Le analisi degli studi di associazione si adattano a tutte le covariate di studio note/disponibili, inclusi i dati demografici del paziente e le caratteristiche cliniche. Gli array di genotipizzazione dell’intero genoma sono generalmente scarsi nel rilevare varianti patogene di frequenza più rare, ad eccezione di CNV medio-grandi. I progressi significativi nelle tecnologie genomiche e il costo decrescente delle analisi WES/WGS negli ultimi anni hanno reso sempre più fattibile condurre studi sull’intero genoma meglio progettati in un ambiente clinico [54]. Tuttavia, esistono ancora vantaggi significativi nell’avere set di dati di array di genotipizzazione dell’intero genoma, poiché sul DNA originale vengono generalmente eseguite rigorose misure di controllo della qualità e della concordanza di genere, di discendenza e di tipizzazione HLA, che possono essere fatte prima di passare alle piattaforme WES o WGS per una caratterizzazione genetica più approfondita.
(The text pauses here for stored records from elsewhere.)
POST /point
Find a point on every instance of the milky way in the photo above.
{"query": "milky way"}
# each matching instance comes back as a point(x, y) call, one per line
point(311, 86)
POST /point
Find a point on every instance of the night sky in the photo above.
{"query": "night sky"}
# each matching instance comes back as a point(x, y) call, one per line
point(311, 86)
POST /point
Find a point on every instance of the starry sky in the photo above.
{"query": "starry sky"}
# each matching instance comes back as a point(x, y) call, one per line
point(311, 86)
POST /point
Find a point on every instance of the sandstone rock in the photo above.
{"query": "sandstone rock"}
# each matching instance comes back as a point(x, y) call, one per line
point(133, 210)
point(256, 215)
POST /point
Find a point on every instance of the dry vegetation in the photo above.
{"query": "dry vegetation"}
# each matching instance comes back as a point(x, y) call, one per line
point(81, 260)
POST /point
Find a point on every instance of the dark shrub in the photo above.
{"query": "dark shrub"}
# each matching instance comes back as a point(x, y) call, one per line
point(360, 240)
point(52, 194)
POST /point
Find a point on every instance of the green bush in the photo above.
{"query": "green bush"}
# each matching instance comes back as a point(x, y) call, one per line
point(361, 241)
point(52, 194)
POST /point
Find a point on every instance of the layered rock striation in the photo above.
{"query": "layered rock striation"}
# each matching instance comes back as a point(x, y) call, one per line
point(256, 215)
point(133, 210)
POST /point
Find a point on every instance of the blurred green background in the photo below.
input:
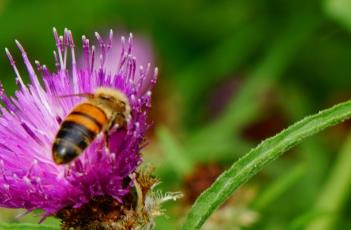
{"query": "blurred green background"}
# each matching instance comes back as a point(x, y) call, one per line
point(232, 73)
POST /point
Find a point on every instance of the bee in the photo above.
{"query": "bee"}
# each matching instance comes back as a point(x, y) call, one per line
point(101, 112)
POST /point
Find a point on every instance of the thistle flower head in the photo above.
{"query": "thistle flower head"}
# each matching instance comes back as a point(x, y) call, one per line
point(30, 119)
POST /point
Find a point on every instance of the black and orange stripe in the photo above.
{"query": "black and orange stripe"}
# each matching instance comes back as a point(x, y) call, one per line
point(77, 131)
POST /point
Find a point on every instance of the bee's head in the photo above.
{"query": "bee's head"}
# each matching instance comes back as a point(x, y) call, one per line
point(117, 98)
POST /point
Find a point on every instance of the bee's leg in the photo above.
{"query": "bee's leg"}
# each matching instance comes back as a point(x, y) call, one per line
point(139, 192)
point(106, 141)
point(106, 132)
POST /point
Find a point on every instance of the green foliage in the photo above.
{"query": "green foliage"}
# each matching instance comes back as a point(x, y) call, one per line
point(254, 161)
point(27, 226)
point(287, 59)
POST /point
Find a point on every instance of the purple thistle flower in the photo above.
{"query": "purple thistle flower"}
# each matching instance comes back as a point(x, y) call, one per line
point(29, 178)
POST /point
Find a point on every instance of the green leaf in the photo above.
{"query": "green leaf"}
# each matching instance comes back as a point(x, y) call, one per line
point(27, 226)
point(255, 160)
point(336, 191)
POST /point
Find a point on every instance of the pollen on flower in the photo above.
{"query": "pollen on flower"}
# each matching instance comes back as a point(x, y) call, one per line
point(98, 181)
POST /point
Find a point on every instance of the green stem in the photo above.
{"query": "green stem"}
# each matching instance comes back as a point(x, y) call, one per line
point(255, 160)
I GWAS sono in grado di fornire informazioni dettagliate sui punteggi di rischio genetico e sui CNV patogeni, poiché le varianti dell’intero genoma sono coperte da array convenzionali di genotipizzazione dell’intero genoma [13, 26, 44, 55, 56]. Ad esempio, una metanalisi su 36 articoli ha identificato tre varianti genetiche che sono significativamente associate al diabete di nuova insorgenza dopo il trapianto (NODAT), tutte varianti note di fattori di rischio per il diabete di tipo 2. L’integrazione e l’analisi di set di dati multi-omici ampi e complessi è stata dimostrata in una serie di recenti pubblicazioni ad alto impatto, che in generale aumentano, di circa 10 volte, il potere statistico di rilevare e illustrare varianti funzionali [57-60].   I dati genomici possono essere integrati con i risultati di studi sui trapianti di proteomica, metabolomica e trascrittomica per caratterizzare ulteriormente i rischi clinici e consentire trattamenti personalizzati, poiché numerosi studi dispongono di set di dati/campioni multi-omici [48].
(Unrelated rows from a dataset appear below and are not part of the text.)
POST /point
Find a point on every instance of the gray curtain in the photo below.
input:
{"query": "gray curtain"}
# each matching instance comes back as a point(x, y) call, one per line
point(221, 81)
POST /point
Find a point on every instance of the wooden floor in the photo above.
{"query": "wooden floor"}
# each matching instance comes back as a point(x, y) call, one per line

L’avvento del sequenziamento dell’RNA unicellulare (RNASeq) ha prodotto importanti approfondimenti sulla biologia della CKD. Gli atlanti dei tratti quantitativi di espressione (eQTL) sono stati generati per i compartimenti glomerulari e tubulari da cellule renali umane. È stato dimostrato che l’integrazione dei risultati degli studi sull’intero genoma della CKD con eQTL da RNAseq e delle mappe della regione regolatoria nota permette di identificare nuovi geni della CKD [61].

Il progetto Human Cell Atlas è un’importante iniziativa internazionale che mira a creare mappe di riferimento complete di tutte le cellule umane per ottenere informazioni fondamentali sulla comprensione della salute umana e aiuterà senza dubbio nella diagnosi e nella sorveglianza di una serie di malattie [62].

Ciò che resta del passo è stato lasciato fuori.